Even with accounts valued above US$25,000, FINRA’s rules limit the value customers can use to day trade. This limit is called day trading buying power. If a customer exceeds this limit, a day trade call (aka margin call) will be issued.
When you receive a 'day trade call' via email, you will need to deposit the necessary amount to restore your day trade buying power.
This is how this limit is calculated by our U.S. broker-dealer:
Exchange = Market value (stocks) x 25%
requirement
Exchange = Equity (stocks + cash) - Exchange requirement
margin excess
Day trade = 4 x Exchange margin excess
Buying power
Day Trade Call Definitions
Your day-trading buying power is equal to four times the excess of the exchange margin i.e. 4 x the Exchange margin excess:
The Exchange requirement is equal to the Market value (stocks) of your portfolio x 25%
The Exchange margin excess is calculated by the Equity (value of stocks plus cash in your portfolio) minus the exchange requirement
Therefore, Day-trading buying power is equal to four times the Exchange margin excess buying power (4 x exchange margin excess).
What happens if you exceed this limit?
If this limit is exceeded and a day trade call is issued, Stake will notify the customer that they have up to five business days to deposit funds to meet the call.
Until the call is met, the account will be restricted to a day trading buying power of 2x the exchange margin excess. If the day trade call is not met by the deadline, the account will be further restricted to the exchange margin excess.
If a customer has an unmet call and receives a second day trade call, the account is restricted and they will not be allowed to place any further day trades for the following 90 days or until the calls are met.
This restriction only prevents customers from making day trades (as defined above). Apart from that, the account can still be used for non-day trades.
Some things to consider:
Day trade calls and Pattern Day Trade restrictions are different, but both are very important for day trading and are imposed by FINRA, not Stake. Those marked as Pattern Day Traders could face more limitations than the 90-day trade restriction, at the discretion of our U.S. broker-dealer, DriveWealth.

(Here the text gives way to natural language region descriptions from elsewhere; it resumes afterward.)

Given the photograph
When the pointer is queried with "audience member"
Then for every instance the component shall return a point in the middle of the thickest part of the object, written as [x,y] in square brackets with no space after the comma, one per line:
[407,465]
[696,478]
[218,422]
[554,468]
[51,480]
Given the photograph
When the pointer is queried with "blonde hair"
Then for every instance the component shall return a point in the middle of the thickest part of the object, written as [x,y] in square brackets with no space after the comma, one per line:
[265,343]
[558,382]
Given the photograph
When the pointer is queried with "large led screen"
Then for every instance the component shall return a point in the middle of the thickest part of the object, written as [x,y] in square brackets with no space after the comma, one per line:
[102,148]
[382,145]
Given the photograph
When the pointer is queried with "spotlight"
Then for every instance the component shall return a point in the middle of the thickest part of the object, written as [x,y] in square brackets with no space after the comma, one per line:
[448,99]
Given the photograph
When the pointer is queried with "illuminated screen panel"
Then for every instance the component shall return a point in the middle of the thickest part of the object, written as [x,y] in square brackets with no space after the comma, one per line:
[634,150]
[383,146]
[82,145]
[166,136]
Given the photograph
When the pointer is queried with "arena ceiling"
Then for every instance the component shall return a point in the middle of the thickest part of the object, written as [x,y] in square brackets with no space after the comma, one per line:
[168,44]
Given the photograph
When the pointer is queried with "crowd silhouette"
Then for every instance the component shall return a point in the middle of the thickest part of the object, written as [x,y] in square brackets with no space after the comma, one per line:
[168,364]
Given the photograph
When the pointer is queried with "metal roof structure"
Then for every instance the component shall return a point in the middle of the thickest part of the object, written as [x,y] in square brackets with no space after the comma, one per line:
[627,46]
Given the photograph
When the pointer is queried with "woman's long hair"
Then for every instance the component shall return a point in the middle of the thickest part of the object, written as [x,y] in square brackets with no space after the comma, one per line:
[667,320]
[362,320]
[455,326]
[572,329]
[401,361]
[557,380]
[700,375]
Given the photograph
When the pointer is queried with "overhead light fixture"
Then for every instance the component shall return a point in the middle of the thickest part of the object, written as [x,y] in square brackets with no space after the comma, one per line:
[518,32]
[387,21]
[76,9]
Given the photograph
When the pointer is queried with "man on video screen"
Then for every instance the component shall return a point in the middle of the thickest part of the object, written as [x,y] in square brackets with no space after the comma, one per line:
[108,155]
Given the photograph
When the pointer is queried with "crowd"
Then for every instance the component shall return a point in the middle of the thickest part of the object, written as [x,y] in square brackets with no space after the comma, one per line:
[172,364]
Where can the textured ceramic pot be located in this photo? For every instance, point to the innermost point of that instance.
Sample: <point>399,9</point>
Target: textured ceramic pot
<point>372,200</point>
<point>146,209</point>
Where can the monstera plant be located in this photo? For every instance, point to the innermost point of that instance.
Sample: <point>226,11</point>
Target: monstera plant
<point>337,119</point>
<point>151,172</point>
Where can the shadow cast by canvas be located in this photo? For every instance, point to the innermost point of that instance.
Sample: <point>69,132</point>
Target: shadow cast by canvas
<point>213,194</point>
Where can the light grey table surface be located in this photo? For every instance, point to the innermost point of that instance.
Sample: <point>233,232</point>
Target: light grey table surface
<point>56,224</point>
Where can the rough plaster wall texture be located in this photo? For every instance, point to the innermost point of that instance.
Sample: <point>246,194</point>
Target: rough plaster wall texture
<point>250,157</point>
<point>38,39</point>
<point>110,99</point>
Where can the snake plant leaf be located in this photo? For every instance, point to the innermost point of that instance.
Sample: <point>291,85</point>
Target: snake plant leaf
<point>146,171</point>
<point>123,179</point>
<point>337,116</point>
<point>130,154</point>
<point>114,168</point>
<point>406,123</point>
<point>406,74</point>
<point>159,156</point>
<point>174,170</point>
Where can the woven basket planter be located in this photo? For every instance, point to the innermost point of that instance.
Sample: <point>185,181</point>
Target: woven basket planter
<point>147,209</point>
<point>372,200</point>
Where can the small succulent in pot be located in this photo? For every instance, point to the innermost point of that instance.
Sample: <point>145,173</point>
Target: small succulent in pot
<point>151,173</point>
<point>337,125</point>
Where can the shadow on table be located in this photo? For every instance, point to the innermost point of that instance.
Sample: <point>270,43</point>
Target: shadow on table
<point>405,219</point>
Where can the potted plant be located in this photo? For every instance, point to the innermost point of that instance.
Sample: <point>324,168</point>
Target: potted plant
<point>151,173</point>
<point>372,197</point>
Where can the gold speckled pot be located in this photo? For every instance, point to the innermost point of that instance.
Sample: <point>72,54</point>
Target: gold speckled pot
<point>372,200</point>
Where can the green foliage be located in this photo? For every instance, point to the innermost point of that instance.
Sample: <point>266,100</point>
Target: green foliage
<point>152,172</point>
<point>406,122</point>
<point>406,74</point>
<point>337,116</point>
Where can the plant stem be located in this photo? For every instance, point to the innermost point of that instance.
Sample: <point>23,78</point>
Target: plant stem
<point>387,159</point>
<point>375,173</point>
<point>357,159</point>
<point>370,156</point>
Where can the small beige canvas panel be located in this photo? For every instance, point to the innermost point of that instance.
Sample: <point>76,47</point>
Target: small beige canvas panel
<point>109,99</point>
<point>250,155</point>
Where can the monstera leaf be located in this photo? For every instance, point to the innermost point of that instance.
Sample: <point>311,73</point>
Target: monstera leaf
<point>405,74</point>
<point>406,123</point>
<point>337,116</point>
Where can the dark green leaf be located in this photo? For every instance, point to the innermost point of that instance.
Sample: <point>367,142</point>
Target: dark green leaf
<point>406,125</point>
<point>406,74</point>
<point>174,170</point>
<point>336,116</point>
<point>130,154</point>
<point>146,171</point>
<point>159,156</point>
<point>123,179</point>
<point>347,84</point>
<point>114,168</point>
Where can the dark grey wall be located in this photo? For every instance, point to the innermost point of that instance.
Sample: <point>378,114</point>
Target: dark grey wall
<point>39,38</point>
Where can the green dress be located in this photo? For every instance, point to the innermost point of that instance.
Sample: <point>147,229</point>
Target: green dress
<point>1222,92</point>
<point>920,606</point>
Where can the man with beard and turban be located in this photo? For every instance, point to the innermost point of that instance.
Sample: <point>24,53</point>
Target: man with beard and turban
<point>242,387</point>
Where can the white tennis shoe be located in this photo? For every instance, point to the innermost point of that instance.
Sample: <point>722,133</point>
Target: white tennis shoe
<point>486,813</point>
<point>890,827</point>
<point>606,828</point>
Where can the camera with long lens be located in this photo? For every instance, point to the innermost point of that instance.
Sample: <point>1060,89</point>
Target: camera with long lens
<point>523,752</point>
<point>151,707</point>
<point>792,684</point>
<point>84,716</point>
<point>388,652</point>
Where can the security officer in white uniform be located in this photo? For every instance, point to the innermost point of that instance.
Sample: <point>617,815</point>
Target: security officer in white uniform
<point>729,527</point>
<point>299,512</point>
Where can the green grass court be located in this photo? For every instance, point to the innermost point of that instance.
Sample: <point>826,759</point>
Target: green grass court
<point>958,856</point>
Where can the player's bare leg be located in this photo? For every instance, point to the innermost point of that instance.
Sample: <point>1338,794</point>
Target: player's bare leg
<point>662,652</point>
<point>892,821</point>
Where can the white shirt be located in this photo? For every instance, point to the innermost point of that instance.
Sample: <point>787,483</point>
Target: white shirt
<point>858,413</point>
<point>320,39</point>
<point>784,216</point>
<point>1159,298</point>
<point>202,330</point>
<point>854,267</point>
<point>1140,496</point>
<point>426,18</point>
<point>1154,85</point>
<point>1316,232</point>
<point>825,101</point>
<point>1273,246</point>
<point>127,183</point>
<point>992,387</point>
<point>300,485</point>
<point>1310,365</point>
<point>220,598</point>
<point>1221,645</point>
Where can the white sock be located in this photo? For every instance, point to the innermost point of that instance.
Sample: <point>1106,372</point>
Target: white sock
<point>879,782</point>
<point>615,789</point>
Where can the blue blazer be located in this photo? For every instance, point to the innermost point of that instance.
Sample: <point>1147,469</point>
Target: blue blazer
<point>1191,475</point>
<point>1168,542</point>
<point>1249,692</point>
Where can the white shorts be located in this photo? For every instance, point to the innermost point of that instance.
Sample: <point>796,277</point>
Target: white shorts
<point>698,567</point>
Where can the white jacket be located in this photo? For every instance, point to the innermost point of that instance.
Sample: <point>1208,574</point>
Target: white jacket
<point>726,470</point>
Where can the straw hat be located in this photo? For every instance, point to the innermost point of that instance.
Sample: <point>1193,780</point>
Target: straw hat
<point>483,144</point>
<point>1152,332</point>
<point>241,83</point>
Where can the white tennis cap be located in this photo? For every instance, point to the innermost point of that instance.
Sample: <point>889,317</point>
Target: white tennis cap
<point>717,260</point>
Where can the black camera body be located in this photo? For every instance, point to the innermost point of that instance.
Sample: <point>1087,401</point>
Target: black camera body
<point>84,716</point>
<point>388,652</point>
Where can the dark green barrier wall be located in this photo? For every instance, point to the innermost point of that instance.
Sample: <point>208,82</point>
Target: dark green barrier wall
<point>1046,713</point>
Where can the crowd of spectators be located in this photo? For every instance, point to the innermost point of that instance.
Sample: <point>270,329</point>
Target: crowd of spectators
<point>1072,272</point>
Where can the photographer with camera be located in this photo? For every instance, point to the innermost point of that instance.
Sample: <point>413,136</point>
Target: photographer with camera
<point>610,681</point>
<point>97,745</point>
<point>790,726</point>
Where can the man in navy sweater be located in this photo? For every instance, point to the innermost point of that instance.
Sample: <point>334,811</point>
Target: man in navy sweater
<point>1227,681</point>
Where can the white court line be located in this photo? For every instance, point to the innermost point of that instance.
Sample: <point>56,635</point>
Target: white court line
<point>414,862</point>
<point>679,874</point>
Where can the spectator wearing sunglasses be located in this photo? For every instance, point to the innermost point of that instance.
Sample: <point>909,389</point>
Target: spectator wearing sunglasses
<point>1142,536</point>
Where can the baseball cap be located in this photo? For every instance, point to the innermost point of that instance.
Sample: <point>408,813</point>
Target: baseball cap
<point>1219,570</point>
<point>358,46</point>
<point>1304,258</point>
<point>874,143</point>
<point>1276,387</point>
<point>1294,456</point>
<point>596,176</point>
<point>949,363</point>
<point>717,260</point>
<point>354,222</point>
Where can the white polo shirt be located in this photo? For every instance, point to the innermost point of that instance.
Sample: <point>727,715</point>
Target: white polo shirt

Margin requirements are calculated based on the customer’s securities positions at the close of the trading day. A customer who only day trades and does not have a security position at the end of the day still has generated financial risk throughout the day. These rules impose a margin requirement for day trading calculated based on the customer’s largest open position during the day.
DriveWealth is free to impose a higher equity requirement than the minimum specified in the rules. The rules also prohibit the use of cross-guarantees to meet any of the day-trading margin requirements.